Concernant la médecine, j’ai beaucoup appris, moi qui considérais les médecins de l’époque, ceux dont Molière se moque ouvertement, comme des charlatans, souvent à juste titre. Or il y avait deux sortes de soignants : ceux de « l’Académie » qui n’intervenaient pas chirurgicalement, le rôle de chirurgien étant rabaissé au rang de barbier, bons pour le petit peuple, formés comme on dirait aujourd’hui sur le tas, et les chirurgiens ambulants ou œuvrant dans  des maisons de soin souvent dirigées par les religieuses. Les médecins officiels qui avaient une formation pratiquaient les saignées  autant que faire se peut, ce n’est pas nouveau,  et ne possédaient pas les connaissances d’un chirurgien comme Nicolas Deruet qui timidement,  affirme au début du roman que le sang circule dans les veines,  sans trop insister pour ne pas froisser les éminents médecins du royaume. Il faut dire de Maître Deruet a de la pratique : chirurgie de toute sorte, accouchements, quelques années sur les champs de bataille de Hongrie, 
autopsies …
Il a fallu avoir parfois le cœur bien accroché pour lire les descriptions d’opérations exposées par l’auteur.

Mais Eric Marchal ne se contente pas de la médecine, ça fricote dans le roman! Nicolas Deruet oscille entre  deux amours : Marianne, sage-femme de son état et Rosa,  veuve du Marquis de Cornelli, faisant partie de la suite du duché. Cette situation générera bien des intrigues et des  situations délicates qui entretiennent un suspense relatif.

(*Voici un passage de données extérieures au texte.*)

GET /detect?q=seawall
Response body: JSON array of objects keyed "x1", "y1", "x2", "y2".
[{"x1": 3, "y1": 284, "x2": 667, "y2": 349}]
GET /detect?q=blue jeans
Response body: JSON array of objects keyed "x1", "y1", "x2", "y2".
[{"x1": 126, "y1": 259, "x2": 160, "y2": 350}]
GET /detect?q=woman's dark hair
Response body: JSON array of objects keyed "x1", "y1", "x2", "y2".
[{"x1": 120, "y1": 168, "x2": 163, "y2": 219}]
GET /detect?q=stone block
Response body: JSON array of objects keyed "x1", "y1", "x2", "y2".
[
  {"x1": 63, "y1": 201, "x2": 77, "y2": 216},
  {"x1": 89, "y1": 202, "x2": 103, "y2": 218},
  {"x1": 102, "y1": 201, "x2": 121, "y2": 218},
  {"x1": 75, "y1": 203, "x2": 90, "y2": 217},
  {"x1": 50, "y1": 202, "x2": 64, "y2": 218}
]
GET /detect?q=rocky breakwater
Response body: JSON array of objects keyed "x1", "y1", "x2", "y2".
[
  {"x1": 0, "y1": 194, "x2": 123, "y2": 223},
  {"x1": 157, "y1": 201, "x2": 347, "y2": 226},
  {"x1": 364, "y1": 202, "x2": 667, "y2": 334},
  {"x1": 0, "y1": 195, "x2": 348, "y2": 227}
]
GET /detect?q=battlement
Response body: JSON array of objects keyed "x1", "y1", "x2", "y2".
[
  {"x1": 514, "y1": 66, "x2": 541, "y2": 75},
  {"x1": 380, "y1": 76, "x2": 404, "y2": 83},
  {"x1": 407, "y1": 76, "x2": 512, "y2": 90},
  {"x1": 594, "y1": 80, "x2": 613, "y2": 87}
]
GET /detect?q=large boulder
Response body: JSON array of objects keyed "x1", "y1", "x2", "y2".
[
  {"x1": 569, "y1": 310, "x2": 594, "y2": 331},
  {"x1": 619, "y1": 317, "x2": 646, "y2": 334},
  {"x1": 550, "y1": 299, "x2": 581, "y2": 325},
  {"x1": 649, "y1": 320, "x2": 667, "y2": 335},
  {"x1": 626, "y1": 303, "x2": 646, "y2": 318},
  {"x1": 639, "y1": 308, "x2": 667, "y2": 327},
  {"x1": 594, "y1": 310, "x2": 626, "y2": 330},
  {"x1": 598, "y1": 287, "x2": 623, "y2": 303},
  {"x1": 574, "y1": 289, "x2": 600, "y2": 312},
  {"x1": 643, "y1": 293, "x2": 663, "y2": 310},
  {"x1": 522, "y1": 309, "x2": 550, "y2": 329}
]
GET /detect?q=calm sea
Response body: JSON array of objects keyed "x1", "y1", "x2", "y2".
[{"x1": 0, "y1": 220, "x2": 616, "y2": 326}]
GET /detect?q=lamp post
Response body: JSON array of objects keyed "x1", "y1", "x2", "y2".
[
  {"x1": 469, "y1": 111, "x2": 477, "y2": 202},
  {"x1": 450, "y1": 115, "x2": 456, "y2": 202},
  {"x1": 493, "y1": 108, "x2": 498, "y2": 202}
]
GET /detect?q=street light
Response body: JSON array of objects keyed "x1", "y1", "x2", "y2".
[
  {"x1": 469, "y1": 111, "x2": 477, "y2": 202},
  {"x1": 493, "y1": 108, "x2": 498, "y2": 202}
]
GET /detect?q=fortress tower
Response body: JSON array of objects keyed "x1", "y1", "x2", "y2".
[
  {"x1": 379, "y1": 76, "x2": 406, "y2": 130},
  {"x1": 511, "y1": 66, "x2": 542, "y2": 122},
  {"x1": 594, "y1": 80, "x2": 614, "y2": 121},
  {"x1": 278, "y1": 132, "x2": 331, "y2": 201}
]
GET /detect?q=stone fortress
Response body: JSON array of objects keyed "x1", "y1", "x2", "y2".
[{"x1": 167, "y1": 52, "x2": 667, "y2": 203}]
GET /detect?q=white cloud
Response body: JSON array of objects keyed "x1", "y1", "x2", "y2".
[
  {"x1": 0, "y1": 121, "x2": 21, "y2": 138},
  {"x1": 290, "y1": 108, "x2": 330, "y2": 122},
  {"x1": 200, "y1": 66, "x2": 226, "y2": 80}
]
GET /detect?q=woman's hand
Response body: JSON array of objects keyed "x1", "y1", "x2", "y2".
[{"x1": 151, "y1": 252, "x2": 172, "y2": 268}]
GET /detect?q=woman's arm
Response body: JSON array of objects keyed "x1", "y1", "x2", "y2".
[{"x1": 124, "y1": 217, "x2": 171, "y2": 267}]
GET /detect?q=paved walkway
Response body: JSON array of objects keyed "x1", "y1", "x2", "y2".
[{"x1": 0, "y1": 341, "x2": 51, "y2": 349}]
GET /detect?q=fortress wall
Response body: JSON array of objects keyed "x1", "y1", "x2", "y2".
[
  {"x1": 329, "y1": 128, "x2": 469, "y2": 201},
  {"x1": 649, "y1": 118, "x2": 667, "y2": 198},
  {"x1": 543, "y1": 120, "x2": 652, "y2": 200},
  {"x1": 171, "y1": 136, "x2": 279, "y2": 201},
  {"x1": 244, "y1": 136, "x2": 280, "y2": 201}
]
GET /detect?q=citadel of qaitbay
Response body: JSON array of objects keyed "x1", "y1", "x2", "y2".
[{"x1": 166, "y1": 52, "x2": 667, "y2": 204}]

Je me demande si ce roman avait besoin de ses neuf cents pages ! beaucoup de dilution, de digressions au cours desquelles de nouveaux personnages surviennent, ce qui rend le récit quelque peu lassant. J’ai terminé en ayant vraiment hâte de lire la dernière page. Rien de grandiose dans cette histoire. La première moitié se laisse lire aisément, la deuxième devient parfois très fatigante.

Je suis étonnée qu’un roman si documenté commette des erreurs quant aux relations sociales : l’auteur ne prévoit pas que des amours entre une personne de la haute société et un chirurgien ambulant  puissent se réaliser sans obstacles, qu’un bohémien ait ses entrées au duché, que les amis de Nicolas Deruet deviennent les amis de la marquise sans que l’entourage ne s’offusque... et l'étiquette que diable!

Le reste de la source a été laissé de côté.